Ex: User.objects.search_text("foo")
Running a raw text search query with the same parameters returns the result in the same order every time.
Ex: User.objects((__raw__={'$text': {'$search': "foo"}})
The internal query being run by both these methods seem to be the same.
Why is the behaviour inconsistent in case of search_text()
?
This is particularly surprising, if the number of returned docs are limited resulting in completely different set of docs being returned from both the queries
What should be the structure of the reproducible snippet?
I went through the Git history and found this commit fixed a order in command which explicitly adds the SON. May be this could help?

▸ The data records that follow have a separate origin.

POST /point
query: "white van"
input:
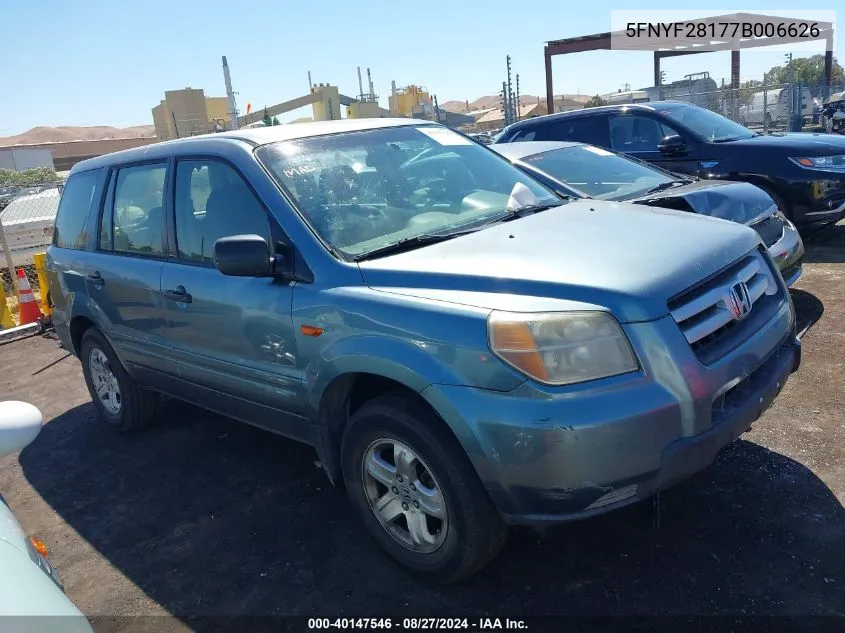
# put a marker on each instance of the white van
(775, 102)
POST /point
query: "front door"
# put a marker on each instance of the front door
(639, 134)
(231, 337)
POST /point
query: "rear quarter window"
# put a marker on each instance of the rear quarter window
(72, 218)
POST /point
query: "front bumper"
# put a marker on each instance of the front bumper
(549, 455)
(820, 199)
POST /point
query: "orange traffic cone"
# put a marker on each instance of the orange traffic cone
(28, 311)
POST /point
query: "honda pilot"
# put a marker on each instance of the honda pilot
(464, 349)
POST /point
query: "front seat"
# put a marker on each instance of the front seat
(618, 139)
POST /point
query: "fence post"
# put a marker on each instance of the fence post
(40, 260)
(9, 263)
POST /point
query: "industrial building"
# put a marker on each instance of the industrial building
(20, 159)
(189, 112)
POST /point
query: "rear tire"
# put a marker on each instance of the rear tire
(120, 401)
(444, 528)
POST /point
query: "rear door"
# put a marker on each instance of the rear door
(232, 337)
(583, 129)
(74, 233)
(123, 273)
(639, 133)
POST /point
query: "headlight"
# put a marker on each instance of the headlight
(561, 348)
(779, 215)
(821, 162)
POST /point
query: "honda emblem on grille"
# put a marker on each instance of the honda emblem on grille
(740, 300)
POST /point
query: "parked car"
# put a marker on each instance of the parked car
(587, 171)
(804, 173)
(833, 113)
(29, 584)
(464, 349)
(772, 107)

P.S - I am using, mongoengine - 0.24.2, pymongo - 3.12.1 and MongoDB Atlas Version 4.4.26
A reprocible snippet is a minimal code snippet that demonstrates the issue (minimal model definition, no FLask , etc), more or less like a unit test. I couldn't reproduce your issue so far so it's not clear if the casting to SON is the issue.
A reproducible snippet is something like
from mongoengine import *
connect() # assuming you have a running local mongo on default port (without authentication)
class News(Document):
title = StringField()
content = StringField()
is_active = BooleanField(default=True)
meta = {
"indexes": [
{
"fields": ["$title", "$content"],
"default_language": "portuguese",
"weights": {"title": 10, "content": 2},
}
]
}
result1 = list(News.objects.search_text('brasil'))

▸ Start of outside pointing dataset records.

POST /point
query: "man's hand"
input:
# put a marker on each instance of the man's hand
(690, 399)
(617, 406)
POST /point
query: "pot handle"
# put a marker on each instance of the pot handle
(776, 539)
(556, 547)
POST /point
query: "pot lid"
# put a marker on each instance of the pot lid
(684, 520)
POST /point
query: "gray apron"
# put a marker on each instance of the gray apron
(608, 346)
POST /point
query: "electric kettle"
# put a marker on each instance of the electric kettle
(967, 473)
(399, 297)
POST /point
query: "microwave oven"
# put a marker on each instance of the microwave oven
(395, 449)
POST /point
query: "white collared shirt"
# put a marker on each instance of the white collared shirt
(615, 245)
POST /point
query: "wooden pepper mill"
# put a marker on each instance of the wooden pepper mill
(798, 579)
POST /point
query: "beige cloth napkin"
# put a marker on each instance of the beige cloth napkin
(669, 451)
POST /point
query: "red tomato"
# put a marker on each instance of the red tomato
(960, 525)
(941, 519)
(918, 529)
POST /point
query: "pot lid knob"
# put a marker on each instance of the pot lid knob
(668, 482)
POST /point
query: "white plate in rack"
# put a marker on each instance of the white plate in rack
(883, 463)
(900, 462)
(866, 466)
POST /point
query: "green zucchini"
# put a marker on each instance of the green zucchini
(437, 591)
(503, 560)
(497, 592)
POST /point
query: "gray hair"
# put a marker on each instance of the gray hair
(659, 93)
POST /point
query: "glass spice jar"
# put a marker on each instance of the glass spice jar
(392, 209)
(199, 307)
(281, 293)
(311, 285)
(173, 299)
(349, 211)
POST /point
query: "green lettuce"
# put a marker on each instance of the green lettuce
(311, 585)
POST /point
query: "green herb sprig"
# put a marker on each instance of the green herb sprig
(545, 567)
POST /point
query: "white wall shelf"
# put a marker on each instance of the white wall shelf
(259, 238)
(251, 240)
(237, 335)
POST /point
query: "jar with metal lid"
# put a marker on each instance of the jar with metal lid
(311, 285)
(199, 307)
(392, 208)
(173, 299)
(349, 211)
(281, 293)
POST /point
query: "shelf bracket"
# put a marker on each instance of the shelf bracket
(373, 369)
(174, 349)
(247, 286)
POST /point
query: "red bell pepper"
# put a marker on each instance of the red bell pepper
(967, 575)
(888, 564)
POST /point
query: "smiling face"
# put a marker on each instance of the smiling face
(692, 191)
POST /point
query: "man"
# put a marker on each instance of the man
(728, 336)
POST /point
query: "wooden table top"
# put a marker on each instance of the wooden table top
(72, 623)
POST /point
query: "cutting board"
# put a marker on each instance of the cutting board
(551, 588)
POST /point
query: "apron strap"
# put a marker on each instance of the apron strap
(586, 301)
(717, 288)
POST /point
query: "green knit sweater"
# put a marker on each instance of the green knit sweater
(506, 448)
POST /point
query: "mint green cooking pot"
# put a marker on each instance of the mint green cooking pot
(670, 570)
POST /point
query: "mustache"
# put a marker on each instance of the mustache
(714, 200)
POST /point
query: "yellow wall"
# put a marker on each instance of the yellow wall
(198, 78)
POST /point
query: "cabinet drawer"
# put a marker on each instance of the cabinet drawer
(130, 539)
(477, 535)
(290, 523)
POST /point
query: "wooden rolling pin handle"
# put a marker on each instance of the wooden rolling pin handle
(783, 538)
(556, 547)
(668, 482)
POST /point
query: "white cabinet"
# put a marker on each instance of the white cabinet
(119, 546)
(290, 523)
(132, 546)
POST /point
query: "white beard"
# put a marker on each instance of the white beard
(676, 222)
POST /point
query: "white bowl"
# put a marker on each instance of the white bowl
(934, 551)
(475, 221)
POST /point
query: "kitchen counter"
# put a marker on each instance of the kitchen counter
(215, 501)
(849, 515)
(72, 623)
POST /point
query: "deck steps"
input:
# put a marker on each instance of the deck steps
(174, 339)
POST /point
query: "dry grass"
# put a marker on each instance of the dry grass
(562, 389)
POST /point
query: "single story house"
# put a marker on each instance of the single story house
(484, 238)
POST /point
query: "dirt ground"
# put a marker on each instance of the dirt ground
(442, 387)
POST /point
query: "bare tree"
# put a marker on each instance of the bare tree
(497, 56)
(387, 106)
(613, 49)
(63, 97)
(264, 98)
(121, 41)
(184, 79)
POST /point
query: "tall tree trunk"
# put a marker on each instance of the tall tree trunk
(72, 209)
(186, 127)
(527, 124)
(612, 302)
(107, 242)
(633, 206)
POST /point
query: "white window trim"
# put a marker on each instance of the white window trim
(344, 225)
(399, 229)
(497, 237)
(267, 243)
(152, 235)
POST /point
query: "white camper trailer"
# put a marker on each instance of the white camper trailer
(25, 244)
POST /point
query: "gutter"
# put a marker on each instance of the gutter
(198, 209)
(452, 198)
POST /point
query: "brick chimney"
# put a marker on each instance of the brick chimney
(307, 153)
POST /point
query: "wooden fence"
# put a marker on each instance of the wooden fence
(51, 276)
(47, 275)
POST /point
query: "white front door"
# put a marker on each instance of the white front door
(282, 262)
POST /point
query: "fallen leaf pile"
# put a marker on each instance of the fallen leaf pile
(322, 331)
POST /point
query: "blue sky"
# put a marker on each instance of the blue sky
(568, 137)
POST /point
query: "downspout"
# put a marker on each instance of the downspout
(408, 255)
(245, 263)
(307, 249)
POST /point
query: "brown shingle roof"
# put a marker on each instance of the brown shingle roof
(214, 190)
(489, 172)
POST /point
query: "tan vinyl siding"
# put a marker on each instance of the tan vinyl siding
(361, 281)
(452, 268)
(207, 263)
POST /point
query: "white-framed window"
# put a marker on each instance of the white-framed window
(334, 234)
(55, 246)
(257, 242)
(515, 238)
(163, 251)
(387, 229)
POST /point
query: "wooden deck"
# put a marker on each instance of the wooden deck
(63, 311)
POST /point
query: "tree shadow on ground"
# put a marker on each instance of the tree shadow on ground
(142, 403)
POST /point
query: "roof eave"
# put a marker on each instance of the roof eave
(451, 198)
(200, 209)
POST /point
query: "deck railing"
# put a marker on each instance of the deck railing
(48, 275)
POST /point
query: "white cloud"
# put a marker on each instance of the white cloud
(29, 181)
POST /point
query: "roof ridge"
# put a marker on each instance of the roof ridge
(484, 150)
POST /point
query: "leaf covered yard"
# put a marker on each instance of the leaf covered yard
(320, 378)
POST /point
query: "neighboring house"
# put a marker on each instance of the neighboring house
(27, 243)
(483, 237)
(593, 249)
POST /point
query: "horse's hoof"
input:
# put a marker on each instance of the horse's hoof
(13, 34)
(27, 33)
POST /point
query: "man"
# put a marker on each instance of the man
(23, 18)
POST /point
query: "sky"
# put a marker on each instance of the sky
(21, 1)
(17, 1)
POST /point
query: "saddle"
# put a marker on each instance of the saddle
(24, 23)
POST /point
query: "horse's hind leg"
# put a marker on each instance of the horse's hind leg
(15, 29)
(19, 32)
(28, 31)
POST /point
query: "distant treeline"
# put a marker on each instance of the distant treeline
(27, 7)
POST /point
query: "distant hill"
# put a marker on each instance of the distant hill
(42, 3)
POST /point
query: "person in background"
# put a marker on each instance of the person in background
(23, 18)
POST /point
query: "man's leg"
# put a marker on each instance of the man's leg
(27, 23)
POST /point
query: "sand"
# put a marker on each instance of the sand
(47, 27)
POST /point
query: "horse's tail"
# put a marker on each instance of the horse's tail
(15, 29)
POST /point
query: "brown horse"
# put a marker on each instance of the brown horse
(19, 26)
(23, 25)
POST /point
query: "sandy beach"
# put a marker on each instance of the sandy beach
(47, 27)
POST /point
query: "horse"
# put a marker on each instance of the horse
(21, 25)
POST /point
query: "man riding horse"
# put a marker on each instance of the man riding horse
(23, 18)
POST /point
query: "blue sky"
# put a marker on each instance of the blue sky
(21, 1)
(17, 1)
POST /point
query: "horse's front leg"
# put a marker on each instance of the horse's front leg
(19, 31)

result2 = list(News.objects(__raw__={'$text': {'$search': "brasil"}}))
assert result1 == result2 # whatever you want to prove and is reproducible
if the issue is not always reproducible, make it a for loop with enough iteration to have it failing
Thanks for the detailed explanation. I have created a snippet along with a sample json dataset.

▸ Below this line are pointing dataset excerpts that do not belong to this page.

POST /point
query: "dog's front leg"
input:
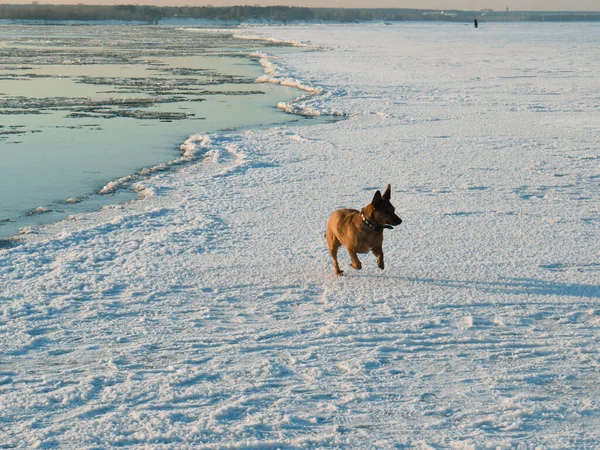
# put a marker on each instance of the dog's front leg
(355, 261)
(378, 252)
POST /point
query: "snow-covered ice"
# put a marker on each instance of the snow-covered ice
(207, 315)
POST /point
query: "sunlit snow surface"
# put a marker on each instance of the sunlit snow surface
(207, 315)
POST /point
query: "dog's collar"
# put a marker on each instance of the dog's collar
(374, 226)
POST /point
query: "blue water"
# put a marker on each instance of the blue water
(84, 105)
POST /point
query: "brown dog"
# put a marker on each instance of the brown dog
(361, 231)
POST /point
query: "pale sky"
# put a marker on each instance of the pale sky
(475, 5)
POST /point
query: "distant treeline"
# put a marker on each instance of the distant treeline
(283, 14)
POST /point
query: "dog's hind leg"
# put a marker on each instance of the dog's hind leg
(334, 244)
(378, 252)
(355, 261)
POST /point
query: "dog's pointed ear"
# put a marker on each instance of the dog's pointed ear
(376, 199)
(388, 193)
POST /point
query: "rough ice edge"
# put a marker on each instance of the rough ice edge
(305, 105)
(194, 146)
(252, 37)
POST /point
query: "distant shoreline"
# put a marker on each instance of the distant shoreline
(275, 14)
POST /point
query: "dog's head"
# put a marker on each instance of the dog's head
(383, 212)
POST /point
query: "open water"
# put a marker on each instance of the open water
(81, 105)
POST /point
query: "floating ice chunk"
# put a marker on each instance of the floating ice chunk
(194, 143)
(39, 210)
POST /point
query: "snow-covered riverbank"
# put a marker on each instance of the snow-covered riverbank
(207, 315)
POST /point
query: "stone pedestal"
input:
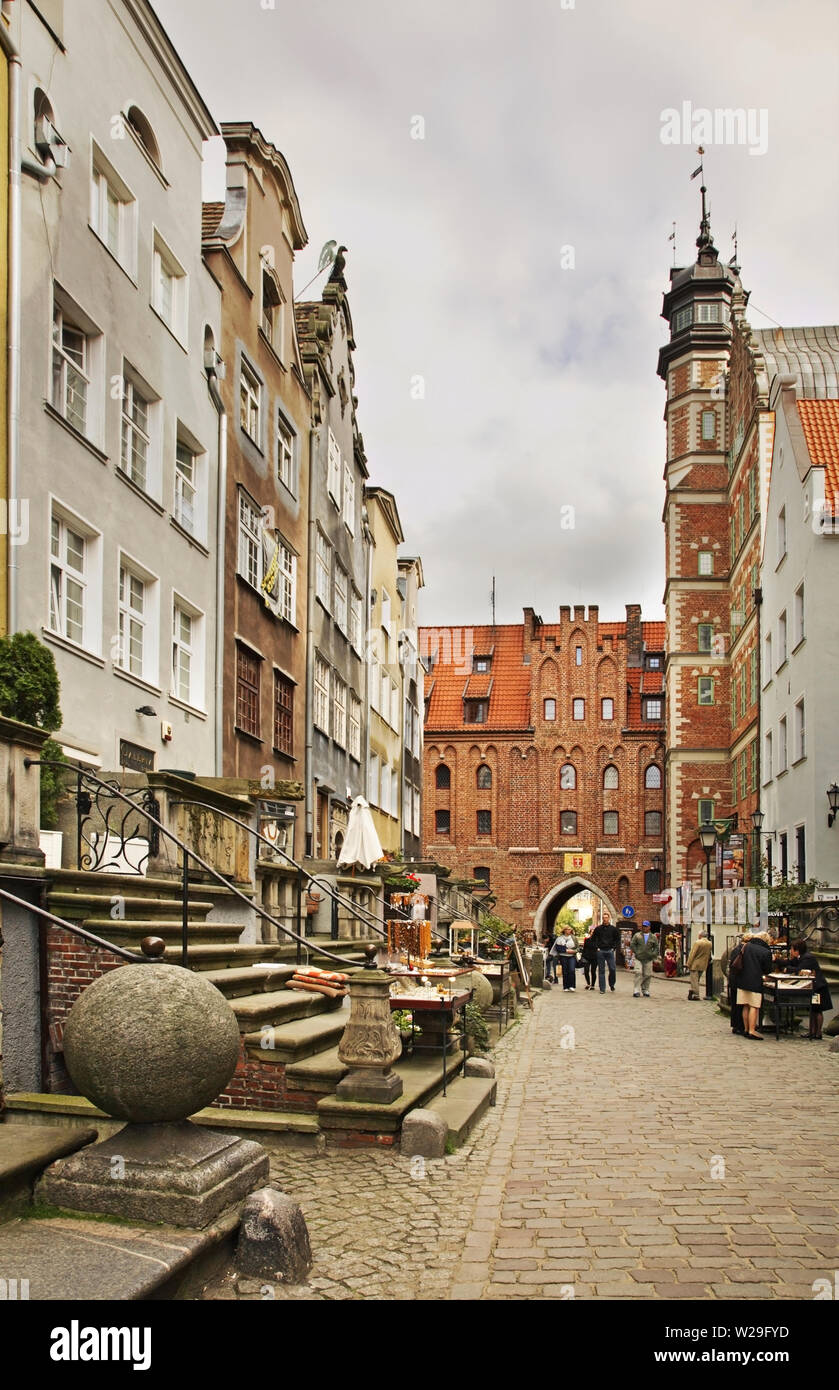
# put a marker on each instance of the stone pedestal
(371, 1043)
(177, 1173)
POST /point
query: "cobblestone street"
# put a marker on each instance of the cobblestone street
(638, 1150)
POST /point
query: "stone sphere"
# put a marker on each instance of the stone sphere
(150, 1043)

Please run populate_initial_data()
once, to load the sample data into your db.
Demo Files - issue_2759_demo.zip
Alright, It turned out to be more complicated to get to the actual root cause but this is due to the last if
in the following part of MongoEngine
@property
def _cursor_args(self):
fields_name = "projection"
# snapshot is not handled at all by PyMongo 3+
# TODO: evaluate similar possibilities using modifiers
if self._snapshot:
msg = "The snapshot option is not anymore available with PyMongo 3+"
warnings.warn(msg, DeprecationWarning)
cursor_args = {}
if not self._timeout:
cursor_args["no_cursor_timeout"] = True
if self._allow_disk_use:
cursor_args["allow_disk_use"] = True
if self._loaded_fields:
cursor_args[fields_name] = self._loaded_fields.as_dict()
if self._search_text: # <-- here
if fields_name not in cursor_args:
cursor_args[fields_name] = {}
cursor_args[fields_name]["_text_score"] = {"$meta": "textScore"}
return cursor_args
It makes it add the following projection to the pymongo command
`('projection', {'_text_score': {'$meta': 'textScore'}})
Thus it's running something in that fashion
user_col = User._get_collection()
list(user_col.find({'$text': SON([('$search', '\"102\"')])}, {"score": {"$meta": "textScore"}, "_id": 0}))
and that pymongo query doesn't provide reproducible result
This whole text_score thing seems to be connected with this method on Document
def get_text_score(self):
if "_text_score" not in self._data:
raise InvalidDocumentError(
"This document is not originally built from a text query"
)
return self._data["_text_score"]
So long story short, using seach_text
makes MongoEngine add this annoying projection to the query out of the box...
I'm opening a PR and will add a text_score
argument to .search_text() so you can turn that behavior off. text_score will remain True by default to avoid introducing a breaking change
Thanks for spending your time in debugging and fixing this issue. The PR looks good!